(CNN) -- Jeremy Poincenot can no longer read, drive a car or even recognize faces.
But the 20-year-old, who lost his central vision two years ago, can successfully hit a small white ball into a slightly larger hole from considerable distance.
Chipping from off the green at a tournament in August, the American won a nerve-wracking playoff to officially become the world's best blind golfer.
Poincenot, a college student from San Diego, has an extremely rare disease called Leber's hereditary optic neuropathy (LHON). And not long ago, he feared he'd never play golf again.
He woke up the day before Thanksgiving in 2008 to notice his formerly perfect vision was a little blurry. A routine trip to the optometrist to pick up a pair of glasses ended up with him being diagnosed with a suspected brain tumor.
The subsequent holidays were spent having an MRI scan, a spinal tap and then a catheter placed in his jugular as doctors struggled to diagnose the cause of his vanishing sight.
It wasn't until his mother discovered it on the Internet that Jeremy was successfully diagnosed with LHON -- a hereditary disease with no treatment and no cure that only affects one in 50,000 people.
Lissa Poincenot has since set up the website LHON.org to support fellow sufferers and their families, and to help raise funds for the USC Doheny Eye Institute, where Dr. Alfredo Sadun is researching a cure.

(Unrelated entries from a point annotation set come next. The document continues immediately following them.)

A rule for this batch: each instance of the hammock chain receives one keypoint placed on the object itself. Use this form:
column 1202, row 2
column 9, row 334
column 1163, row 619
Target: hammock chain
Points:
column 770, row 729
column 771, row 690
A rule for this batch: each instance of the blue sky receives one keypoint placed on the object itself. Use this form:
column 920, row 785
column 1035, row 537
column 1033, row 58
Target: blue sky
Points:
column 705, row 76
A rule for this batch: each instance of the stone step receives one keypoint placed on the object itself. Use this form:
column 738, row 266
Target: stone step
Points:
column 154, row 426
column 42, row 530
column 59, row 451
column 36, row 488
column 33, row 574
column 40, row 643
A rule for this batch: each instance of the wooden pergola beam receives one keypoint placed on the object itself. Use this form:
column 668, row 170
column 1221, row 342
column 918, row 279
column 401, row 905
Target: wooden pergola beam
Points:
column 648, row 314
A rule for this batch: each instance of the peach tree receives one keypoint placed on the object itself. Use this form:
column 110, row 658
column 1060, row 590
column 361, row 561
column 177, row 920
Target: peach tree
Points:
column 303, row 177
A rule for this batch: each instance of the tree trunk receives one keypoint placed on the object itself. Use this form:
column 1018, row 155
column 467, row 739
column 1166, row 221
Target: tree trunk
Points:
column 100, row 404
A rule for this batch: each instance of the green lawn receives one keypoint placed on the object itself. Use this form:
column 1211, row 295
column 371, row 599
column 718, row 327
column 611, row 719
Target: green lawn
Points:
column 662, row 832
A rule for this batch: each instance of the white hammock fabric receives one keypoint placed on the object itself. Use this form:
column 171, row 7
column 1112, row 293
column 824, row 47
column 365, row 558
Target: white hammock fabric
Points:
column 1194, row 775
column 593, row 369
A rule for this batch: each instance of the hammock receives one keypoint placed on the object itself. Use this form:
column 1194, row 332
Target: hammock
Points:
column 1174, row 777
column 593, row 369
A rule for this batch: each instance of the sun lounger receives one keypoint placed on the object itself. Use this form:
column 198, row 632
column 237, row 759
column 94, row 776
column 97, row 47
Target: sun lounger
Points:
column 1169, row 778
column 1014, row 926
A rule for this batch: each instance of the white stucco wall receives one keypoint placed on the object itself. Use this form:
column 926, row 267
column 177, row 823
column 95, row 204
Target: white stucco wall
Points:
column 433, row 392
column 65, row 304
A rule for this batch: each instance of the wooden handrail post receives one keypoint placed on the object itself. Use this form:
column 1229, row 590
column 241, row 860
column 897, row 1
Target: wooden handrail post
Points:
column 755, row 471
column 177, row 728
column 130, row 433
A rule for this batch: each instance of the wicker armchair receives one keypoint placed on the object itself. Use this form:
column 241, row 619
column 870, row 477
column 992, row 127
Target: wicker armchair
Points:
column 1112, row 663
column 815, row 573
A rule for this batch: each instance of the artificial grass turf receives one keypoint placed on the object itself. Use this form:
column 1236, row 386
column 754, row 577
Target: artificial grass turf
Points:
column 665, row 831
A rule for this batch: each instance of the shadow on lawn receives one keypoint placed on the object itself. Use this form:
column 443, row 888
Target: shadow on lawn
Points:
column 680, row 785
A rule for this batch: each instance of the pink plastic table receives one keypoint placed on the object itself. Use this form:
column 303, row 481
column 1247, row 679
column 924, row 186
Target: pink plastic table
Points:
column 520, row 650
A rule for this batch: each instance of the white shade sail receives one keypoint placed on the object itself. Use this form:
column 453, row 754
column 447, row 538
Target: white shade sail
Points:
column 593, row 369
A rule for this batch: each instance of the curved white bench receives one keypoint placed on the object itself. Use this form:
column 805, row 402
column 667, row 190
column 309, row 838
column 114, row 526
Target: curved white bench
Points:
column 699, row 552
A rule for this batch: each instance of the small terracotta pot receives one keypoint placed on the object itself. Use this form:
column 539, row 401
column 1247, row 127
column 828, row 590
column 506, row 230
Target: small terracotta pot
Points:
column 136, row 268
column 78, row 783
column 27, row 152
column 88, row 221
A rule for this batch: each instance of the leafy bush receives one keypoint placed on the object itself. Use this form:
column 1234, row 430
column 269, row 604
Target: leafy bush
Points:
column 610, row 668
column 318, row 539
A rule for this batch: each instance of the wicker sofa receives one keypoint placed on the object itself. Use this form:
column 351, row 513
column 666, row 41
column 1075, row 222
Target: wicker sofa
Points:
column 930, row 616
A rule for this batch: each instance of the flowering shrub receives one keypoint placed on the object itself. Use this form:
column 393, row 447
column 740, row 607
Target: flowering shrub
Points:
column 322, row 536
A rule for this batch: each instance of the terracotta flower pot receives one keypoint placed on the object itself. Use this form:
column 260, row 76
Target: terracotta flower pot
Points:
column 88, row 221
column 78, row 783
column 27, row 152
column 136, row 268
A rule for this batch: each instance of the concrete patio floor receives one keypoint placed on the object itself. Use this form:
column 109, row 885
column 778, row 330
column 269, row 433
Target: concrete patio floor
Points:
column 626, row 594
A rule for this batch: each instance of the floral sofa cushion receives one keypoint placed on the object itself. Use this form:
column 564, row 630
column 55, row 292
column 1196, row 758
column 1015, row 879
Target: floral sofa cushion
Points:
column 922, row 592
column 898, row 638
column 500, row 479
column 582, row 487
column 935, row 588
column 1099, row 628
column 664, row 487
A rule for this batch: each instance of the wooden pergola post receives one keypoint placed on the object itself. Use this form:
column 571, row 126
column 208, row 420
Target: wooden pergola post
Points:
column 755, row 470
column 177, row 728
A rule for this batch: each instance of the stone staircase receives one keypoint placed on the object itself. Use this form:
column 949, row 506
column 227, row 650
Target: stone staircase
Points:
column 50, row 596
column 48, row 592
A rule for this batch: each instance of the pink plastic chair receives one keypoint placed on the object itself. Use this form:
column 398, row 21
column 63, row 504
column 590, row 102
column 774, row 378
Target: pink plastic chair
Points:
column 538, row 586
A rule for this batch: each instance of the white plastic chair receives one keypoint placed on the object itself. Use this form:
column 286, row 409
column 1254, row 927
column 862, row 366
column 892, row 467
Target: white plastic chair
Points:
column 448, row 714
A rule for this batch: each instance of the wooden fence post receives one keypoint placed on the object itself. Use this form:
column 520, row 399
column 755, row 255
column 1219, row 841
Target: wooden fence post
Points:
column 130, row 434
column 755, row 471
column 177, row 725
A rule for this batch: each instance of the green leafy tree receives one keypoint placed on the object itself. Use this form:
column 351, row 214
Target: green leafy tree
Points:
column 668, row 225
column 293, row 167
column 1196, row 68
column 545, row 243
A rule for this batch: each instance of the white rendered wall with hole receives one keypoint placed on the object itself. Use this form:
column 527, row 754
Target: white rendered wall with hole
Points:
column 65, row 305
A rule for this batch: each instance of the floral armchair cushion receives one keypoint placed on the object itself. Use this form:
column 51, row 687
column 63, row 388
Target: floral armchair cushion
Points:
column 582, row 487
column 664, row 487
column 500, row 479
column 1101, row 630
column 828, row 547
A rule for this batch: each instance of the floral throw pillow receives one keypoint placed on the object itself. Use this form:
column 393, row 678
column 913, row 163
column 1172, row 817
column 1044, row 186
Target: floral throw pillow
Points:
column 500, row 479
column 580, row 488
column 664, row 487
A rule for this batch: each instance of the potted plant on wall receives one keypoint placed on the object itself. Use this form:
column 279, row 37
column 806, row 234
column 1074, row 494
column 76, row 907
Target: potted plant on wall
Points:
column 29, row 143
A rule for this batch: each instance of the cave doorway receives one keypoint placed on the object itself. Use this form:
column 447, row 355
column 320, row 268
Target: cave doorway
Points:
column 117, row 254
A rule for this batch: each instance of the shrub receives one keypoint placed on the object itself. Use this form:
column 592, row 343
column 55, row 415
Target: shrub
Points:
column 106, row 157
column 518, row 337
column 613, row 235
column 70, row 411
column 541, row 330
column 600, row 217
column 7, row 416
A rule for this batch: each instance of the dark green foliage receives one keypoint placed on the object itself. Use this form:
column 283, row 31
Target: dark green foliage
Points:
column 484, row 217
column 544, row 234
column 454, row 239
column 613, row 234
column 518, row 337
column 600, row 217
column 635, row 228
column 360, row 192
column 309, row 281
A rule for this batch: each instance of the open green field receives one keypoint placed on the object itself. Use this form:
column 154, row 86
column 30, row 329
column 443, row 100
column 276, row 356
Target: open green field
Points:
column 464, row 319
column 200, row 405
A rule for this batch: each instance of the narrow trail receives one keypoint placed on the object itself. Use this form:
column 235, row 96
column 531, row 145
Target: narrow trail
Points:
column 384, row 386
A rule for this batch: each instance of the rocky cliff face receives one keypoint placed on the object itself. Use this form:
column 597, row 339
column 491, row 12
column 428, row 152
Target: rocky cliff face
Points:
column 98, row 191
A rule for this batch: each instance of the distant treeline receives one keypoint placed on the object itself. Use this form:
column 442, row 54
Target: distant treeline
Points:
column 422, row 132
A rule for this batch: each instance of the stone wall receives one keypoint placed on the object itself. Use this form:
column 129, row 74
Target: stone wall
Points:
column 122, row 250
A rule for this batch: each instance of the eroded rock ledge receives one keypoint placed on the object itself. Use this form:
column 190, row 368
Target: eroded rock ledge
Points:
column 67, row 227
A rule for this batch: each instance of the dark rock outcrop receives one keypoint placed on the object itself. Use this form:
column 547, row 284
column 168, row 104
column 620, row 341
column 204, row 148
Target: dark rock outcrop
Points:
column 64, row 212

Faced with the onset of blindness, Jeremy admits he slipped into depression for a couple of months until one afternoon he was jerked back into action.
"I saw this guy who had just lost his wife and baby daughter when a plane crashed down on his house," he told CNN.
"The guy was in a press conference crying, saying 'If anybody knows how to handle something this tragic, please tell me.' I just thought, 'Hey if this guy can make it through this then I can survive having no central vision.' That became my motto: 'Things could be worse'".
So six months after losing his sight, Poincenot decided to pick up his clubs again.
A keen golfer with a handicap of just four, he had played every Sunday since the age of 12 with his Dad Lionel, a club engineer at golf firm Callaway.